The DEBUG log shows great unhappiness:
05/05 02:33:37.846 INFO |        arc_common:0037| Waiting for Android to boot completely.
05/05 02:33:37.846 DEBUG|             utils:0202| Running 'android-sh -c "getprop sys.boot_completed"'
05/05 02:33:39.877 DEBUG|             utils:0202| Running 'android-sh -c "getprop sys.boot_completed"'
05/05 02:33:41.974 DEBUG|             utils:0202| Running 'android-sh -c "getprop sys.boot_completed"'
05/05 02:33:44.035 DEBUG|             utils:0202| Running 'android-sh -c "getprop sys.boot_completed"'
05/05 02:33:46.092 DEBUG|             utils:0202| Running 'android-sh -c "getprop sys.boot_completed"'
05/05 02:33:48.158 DEBUG|             utils:0202| Running 'android-sh -c "getprop sys.boot_completed"'
05/05 02:33:50.218 DEBUG|             utils:0202| Running 'android-sh -c "getprop sys.boot_completed"'
05/05 02:33:52.290 DEBUG|             utils:0202| Running 'android-sh -c "getprop sys.boot_completed"'
05/05 02:33:52.371 INFO |        arc_common:0043| Android has booted completely.

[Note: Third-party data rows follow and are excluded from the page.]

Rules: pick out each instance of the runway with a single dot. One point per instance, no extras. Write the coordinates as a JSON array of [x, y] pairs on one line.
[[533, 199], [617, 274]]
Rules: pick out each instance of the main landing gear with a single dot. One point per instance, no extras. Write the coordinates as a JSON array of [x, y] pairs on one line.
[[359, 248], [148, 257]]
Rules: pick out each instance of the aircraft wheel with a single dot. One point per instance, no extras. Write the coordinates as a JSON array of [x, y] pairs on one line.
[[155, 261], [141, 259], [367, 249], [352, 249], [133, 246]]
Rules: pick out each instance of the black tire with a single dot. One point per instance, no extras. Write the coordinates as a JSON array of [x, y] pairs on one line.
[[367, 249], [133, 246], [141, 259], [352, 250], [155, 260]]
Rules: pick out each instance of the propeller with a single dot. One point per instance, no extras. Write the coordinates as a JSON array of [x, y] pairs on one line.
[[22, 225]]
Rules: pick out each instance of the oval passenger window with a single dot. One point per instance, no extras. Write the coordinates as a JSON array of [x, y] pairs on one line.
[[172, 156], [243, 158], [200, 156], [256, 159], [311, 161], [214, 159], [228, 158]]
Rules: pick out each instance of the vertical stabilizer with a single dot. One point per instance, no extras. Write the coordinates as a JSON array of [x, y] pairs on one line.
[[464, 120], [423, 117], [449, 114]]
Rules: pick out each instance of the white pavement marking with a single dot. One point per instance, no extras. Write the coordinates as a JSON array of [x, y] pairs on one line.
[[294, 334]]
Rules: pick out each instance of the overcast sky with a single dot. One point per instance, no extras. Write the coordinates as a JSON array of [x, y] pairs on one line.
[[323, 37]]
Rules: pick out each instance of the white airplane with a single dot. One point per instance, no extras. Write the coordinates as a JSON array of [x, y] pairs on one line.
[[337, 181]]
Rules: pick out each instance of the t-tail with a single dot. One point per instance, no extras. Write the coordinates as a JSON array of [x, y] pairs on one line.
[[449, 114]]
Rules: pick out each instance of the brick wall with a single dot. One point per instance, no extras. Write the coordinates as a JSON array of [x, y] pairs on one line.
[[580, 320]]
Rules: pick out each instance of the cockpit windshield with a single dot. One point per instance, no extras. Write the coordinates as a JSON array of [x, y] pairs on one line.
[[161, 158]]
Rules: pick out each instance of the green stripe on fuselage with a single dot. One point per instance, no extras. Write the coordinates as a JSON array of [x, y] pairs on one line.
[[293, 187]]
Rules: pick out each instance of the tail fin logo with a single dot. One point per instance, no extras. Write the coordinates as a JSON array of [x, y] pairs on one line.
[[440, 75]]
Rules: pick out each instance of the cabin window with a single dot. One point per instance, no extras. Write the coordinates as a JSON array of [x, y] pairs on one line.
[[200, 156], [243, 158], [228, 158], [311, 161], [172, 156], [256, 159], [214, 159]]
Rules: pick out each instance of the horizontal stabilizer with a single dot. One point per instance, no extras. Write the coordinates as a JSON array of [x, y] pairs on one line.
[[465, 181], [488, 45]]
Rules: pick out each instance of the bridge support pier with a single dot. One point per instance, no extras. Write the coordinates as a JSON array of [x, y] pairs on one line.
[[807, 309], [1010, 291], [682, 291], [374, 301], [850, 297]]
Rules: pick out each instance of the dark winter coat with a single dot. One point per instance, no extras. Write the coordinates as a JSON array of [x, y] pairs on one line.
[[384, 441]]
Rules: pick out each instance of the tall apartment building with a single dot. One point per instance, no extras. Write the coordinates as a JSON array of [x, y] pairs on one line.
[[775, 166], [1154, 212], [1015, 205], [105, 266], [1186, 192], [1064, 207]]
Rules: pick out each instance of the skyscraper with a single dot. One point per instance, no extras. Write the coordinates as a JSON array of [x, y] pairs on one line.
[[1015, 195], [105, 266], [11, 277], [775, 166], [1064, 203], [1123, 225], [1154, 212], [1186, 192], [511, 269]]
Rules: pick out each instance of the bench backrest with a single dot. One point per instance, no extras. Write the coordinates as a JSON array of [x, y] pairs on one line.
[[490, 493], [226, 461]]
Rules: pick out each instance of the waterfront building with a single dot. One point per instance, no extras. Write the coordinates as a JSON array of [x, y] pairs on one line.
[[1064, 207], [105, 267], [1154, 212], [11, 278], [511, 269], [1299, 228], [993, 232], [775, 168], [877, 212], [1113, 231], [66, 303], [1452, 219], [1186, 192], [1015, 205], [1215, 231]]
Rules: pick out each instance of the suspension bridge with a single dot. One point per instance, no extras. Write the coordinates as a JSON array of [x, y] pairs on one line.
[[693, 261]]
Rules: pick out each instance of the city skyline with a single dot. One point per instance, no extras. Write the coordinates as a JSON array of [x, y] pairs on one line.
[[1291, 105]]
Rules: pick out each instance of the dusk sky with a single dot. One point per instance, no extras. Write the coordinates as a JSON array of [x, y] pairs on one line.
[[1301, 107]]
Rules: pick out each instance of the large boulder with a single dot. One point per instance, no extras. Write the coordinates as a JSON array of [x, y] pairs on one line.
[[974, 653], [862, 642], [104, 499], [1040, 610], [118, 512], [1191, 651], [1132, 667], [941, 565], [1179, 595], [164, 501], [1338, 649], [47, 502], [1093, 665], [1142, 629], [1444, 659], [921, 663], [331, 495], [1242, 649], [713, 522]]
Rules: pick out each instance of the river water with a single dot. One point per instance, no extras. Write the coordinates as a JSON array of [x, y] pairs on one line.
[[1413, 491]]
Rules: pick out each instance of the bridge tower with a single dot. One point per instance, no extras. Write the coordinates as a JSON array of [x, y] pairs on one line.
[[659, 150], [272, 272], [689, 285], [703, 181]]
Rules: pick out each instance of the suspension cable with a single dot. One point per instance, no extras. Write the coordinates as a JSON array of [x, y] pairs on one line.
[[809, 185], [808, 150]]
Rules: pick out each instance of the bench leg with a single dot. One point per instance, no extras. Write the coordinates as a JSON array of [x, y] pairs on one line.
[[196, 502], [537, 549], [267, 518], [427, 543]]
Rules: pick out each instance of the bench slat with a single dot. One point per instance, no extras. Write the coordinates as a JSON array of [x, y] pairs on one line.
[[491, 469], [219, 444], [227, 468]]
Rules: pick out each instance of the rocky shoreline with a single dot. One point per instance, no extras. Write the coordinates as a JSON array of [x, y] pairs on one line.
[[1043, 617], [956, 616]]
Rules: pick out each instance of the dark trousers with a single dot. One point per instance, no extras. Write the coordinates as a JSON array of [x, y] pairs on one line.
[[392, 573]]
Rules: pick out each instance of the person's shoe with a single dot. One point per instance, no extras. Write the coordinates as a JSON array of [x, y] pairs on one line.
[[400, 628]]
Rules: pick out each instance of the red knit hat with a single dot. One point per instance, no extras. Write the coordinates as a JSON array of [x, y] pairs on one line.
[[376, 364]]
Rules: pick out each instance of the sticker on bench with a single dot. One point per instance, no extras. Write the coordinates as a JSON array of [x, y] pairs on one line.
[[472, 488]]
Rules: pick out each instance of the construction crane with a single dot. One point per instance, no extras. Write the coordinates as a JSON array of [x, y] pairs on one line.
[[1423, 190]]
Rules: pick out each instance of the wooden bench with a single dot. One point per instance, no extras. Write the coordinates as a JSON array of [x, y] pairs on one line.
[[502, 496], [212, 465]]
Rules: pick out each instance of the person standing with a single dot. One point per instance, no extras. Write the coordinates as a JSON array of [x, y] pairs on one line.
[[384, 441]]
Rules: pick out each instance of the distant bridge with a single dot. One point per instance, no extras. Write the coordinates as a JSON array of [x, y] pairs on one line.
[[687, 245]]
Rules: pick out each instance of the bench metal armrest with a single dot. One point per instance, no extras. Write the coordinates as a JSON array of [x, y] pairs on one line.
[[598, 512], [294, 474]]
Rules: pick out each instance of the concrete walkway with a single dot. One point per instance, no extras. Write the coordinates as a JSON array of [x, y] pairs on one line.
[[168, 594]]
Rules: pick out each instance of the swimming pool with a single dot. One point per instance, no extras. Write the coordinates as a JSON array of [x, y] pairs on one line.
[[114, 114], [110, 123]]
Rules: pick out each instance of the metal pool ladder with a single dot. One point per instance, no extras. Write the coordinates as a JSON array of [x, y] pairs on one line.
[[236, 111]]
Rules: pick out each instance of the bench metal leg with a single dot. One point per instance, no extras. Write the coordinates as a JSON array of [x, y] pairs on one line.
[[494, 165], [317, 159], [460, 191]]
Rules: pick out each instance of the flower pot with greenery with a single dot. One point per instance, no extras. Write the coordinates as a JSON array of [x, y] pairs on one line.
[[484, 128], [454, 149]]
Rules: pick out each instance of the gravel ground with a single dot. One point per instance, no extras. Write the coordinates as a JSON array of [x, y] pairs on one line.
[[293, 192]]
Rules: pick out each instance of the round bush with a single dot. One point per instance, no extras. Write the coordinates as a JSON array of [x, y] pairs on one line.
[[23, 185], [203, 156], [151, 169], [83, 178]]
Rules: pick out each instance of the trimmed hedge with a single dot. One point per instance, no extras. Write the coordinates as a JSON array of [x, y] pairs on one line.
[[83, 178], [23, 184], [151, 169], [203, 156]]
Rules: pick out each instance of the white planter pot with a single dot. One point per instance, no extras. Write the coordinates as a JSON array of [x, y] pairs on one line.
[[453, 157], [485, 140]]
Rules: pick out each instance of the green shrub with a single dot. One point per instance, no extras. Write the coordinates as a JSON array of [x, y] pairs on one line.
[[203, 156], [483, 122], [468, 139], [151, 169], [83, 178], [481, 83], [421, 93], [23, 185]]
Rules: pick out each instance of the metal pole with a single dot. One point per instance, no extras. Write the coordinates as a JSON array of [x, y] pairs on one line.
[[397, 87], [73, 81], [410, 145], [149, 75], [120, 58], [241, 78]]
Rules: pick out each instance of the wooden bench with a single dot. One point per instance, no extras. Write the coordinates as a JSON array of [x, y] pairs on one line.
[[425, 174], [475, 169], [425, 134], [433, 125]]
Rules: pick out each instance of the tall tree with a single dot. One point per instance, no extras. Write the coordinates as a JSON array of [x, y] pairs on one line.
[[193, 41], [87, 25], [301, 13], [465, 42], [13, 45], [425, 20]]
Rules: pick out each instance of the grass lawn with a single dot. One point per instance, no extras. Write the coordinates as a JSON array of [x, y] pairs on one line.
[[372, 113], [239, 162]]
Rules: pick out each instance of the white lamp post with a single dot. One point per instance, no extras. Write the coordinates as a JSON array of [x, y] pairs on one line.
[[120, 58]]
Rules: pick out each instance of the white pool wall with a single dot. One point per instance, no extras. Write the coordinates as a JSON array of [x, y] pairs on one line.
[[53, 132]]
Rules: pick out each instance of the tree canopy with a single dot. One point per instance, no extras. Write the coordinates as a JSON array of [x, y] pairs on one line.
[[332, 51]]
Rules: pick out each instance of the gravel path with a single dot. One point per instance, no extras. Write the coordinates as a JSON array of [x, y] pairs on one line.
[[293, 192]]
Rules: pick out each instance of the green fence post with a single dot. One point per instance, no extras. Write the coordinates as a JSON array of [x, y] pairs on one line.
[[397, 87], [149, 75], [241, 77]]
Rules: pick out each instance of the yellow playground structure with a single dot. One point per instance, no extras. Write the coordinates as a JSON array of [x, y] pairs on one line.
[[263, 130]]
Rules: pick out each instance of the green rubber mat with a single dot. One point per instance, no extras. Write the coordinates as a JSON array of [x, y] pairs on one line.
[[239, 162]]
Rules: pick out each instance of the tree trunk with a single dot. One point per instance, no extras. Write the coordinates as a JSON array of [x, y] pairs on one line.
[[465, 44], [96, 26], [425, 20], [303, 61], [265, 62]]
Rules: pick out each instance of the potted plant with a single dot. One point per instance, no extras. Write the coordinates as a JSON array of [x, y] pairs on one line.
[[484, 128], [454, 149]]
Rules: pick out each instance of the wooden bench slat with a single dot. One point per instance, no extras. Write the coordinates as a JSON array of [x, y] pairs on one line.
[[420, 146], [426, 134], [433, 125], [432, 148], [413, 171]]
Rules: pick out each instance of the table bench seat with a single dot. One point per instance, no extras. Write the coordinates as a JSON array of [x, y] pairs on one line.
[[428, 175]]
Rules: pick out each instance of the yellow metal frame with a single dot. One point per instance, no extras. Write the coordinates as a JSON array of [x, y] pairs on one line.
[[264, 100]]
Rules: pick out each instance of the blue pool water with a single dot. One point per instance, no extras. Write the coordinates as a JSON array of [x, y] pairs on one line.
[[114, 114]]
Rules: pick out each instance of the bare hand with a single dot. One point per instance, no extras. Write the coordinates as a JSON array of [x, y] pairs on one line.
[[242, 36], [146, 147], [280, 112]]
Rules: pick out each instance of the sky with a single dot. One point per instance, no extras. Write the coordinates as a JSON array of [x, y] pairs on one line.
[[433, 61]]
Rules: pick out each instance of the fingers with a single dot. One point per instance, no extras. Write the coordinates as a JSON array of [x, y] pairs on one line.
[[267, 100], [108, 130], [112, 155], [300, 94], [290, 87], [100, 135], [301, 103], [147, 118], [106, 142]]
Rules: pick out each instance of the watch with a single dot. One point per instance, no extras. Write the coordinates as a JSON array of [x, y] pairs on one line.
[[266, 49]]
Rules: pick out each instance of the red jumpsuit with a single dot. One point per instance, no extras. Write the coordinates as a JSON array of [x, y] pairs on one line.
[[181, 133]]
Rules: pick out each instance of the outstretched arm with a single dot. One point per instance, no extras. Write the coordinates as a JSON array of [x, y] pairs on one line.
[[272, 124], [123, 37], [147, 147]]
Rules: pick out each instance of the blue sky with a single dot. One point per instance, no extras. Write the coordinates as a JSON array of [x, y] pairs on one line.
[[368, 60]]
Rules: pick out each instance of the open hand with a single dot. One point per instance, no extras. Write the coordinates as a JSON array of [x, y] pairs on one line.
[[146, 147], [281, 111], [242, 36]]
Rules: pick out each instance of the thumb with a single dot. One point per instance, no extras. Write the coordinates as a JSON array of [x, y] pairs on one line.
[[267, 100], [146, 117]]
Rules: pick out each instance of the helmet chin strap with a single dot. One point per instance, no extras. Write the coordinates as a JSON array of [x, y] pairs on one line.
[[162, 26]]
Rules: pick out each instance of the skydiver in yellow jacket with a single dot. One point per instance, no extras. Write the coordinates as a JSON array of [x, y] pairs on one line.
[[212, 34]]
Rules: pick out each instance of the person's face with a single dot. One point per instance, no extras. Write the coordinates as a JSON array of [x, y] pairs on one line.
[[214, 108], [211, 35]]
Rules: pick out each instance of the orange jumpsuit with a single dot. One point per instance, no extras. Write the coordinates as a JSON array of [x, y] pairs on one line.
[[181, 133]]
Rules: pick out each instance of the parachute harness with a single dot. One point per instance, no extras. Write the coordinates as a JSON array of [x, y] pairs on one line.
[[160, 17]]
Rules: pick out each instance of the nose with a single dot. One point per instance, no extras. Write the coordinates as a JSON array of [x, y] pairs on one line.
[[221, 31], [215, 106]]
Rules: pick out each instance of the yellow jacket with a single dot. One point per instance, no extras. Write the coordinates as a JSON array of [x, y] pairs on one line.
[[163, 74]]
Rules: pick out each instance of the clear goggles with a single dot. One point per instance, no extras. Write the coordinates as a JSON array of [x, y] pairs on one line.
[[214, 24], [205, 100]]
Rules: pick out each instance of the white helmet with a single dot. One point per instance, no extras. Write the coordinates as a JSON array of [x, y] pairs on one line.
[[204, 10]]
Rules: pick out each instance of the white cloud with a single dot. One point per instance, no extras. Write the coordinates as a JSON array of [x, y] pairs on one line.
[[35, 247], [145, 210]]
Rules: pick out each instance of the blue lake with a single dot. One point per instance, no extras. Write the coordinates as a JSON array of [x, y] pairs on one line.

05/05 02:33:54.374 DEBUG|          arc_util:0041| ARC is enabled in mode enabled
05/05 02:33:54.375 INFO |          arc_util:0105| Saving Android dumpstate.
05/05 02:34:14.376 INFO |          arc_util:0125| Android dumpstate successfully saved.
05/05 02:34:14.399 DEBUG|    cros_interface:0363| ListProcesses(<predicate>)->[237 processes]
05/05 02:34:14.403 INFO |    cros_interface:0546| (Re)starting the ui (logs the user out)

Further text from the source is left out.